Builder defends big-scale garages

A monster garage with room enough for 20 RVs is under construction in a rural Lake Stevens neighborhood.

Outside, a sign reads “Out of space? Own a private storage unit.”

Just plop down $35,000 to own a 14-foot-by-36-foot garage.

The 276-foot-long building is proof that RV condominiums have arrived in Snohomish County.

“People continue to buy toys and have no place to put them,” said the builder, Dave Johnson of DB Johnson Construction. “There is a market.”

RVs, boats and ATVs can clutter a driveway on suburban postage-stamp lots, annoying neighbors, Johnson said.

He’s even applied to build another 3,000-square-foot garage on the same land.

“I don’ t believe there’s a trend; I don’t believe anybody is doing them besides us,” Johnson said.

Even so, Snohomish County officials feared such huge buildings were becoming a trend, taking advantage of what they called a loophole in county rules.

That perceived loophole was closed Wednesday by the County Council, which adopted emergency rules to bring scrutiny to garages larger than 1,800 square feet – about the size of a six-car garage.

Last week, county rules allowed garages to be built on residential property without standards, county chief planning officer Linda Kuller said.

It was a nod to rural Snohomish County land where garages were often built before a house, Kuller said. Big corrugated steel buildings have become part of the bucolic landscape in the rural county.

“There were no limits or standards on the size,” she said. Twelve garages larger than 4,000 square feet were built under county rules last year; four of them were larger than 9,000 square feet.

In 1995, the county approved 193 garages larger than 1,000 square feet; last year, there were 251.

Builders face restrictions if they want to build storage units, but not so with garages, Kuller said. Once builders figured that out, they reapplied to build garages.

“I don’t agree with the term ‘loophole,’” Johnson said. “These are simply allowable uses of properties.”

Johnson’s corrugated steel garage faces neighbor Rick Rice.

“This building is completely out of place in a residential neighborhood,” Rice said. “I’m a victim of greed.”

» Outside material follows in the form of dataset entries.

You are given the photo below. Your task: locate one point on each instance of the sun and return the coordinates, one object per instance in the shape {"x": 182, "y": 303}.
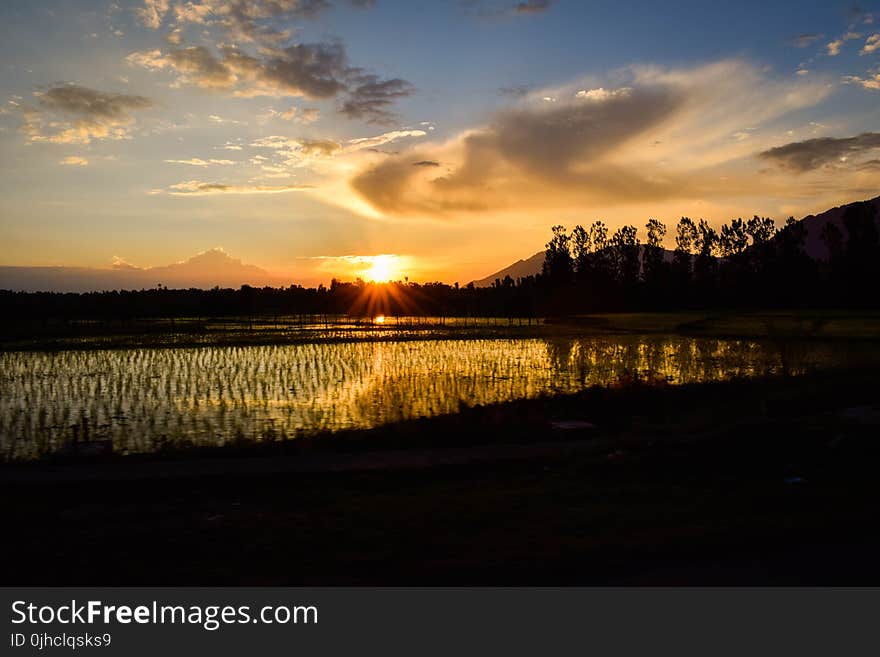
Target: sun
{"x": 382, "y": 269}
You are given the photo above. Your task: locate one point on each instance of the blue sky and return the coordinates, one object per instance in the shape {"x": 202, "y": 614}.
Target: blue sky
{"x": 154, "y": 129}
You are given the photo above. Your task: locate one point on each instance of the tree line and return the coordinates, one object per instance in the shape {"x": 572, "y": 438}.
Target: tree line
{"x": 743, "y": 264}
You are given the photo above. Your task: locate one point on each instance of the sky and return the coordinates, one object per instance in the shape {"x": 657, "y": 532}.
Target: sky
{"x": 310, "y": 137}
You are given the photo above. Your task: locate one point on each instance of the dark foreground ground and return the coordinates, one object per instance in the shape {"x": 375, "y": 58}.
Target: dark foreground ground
{"x": 770, "y": 482}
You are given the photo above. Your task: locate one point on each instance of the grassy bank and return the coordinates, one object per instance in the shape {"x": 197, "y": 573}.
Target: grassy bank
{"x": 243, "y": 331}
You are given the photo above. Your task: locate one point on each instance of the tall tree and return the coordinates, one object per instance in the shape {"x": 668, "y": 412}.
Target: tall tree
{"x": 558, "y": 264}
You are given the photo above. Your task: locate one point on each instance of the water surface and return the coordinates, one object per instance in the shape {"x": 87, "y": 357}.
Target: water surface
{"x": 145, "y": 399}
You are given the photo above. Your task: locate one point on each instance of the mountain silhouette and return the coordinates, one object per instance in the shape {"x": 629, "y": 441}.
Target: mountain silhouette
{"x": 814, "y": 245}
{"x": 208, "y": 269}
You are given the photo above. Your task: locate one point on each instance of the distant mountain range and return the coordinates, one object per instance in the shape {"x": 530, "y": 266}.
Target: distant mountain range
{"x": 208, "y": 269}
{"x": 814, "y": 246}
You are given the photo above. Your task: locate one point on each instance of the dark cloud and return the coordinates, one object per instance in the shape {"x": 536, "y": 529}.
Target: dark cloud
{"x": 316, "y": 70}
{"x": 313, "y": 70}
{"x": 371, "y": 97}
{"x": 558, "y": 149}
{"x": 91, "y": 103}
{"x": 815, "y": 153}
{"x": 515, "y": 91}
{"x": 499, "y": 8}
{"x": 71, "y": 114}
{"x": 804, "y": 40}
{"x": 531, "y": 6}
{"x": 318, "y": 147}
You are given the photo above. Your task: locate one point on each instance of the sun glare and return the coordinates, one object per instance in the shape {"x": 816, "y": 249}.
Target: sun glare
{"x": 382, "y": 269}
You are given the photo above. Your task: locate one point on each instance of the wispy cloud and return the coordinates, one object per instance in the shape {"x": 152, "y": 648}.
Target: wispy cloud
{"x": 815, "y": 153}
{"x": 72, "y": 114}
{"x": 666, "y": 134}
{"x": 804, "y": 40}
{"x": 872, "y": 43}
{"x": 833, "y": 47}
{"x": 201, "y": 188}
{"x": 198, "y": 162}
{"x": 74, "y": 160}
{"x": 272, "y": 66}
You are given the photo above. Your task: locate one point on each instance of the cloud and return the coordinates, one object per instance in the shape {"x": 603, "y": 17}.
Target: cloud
{"x": 497, "y": 8}
{"x": 871, "y": 82}
{"x": 300, "y": 116}
{"x": 311, "y": 70}
{"x": 198, "y": 162}
{"x": 318, "y": 147}
{"x": 813, "y": 154}
{"x": 71, "y": 114}
{"x": 385, "y": 138}
{"x": 804, "y": 40}
{"x": 371, "y": 97}
{"x": 666, "y": 134}
{"x": 200, "y": 188}
{"x": 833, "y": 48}
{"x": 153, "y": 12}
{"x": 598, "y": 95}
{"x": 531, "y": 6}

There was no warning the building was going up, Rice said. Rice objects to the large garage next to his house because he feels it’s a commercial activity in a neighborhood.

Johnson also built a four-garage RV condo near Lake Goodwin in 2004, and three of the bays sold for more than $30,000 each.

One of the garages went to Ray Mueller of Stanwood, who spent $31,500 for a 36-foot-long space. He intended it for an RV, but now it holds his 20-foot ski boat.

“It’s safe, it’s clean, it’s ours,” said Mueller, general manager of the Camano Island Windermere. “We’re gaining equity instead of just renting.”

The state Condominium Act allows buildings to be sold in pieces, and has been used for hangars at Paine Field, marinas and now RV garages.

Interim county rules are barred from singling out condos for special rules, so they instead attempt to impose building standards on big garages in general.

Final rules will follow public meetings with developers.

The county’s effort to restrict these kinds of buildings interferes with the market that has emerged to solve people’s space needs, Johnson said.

“It’ll put a stop to a lot of people’s business, and it’s cutting into ours and other people’s property rights,” Johnson said.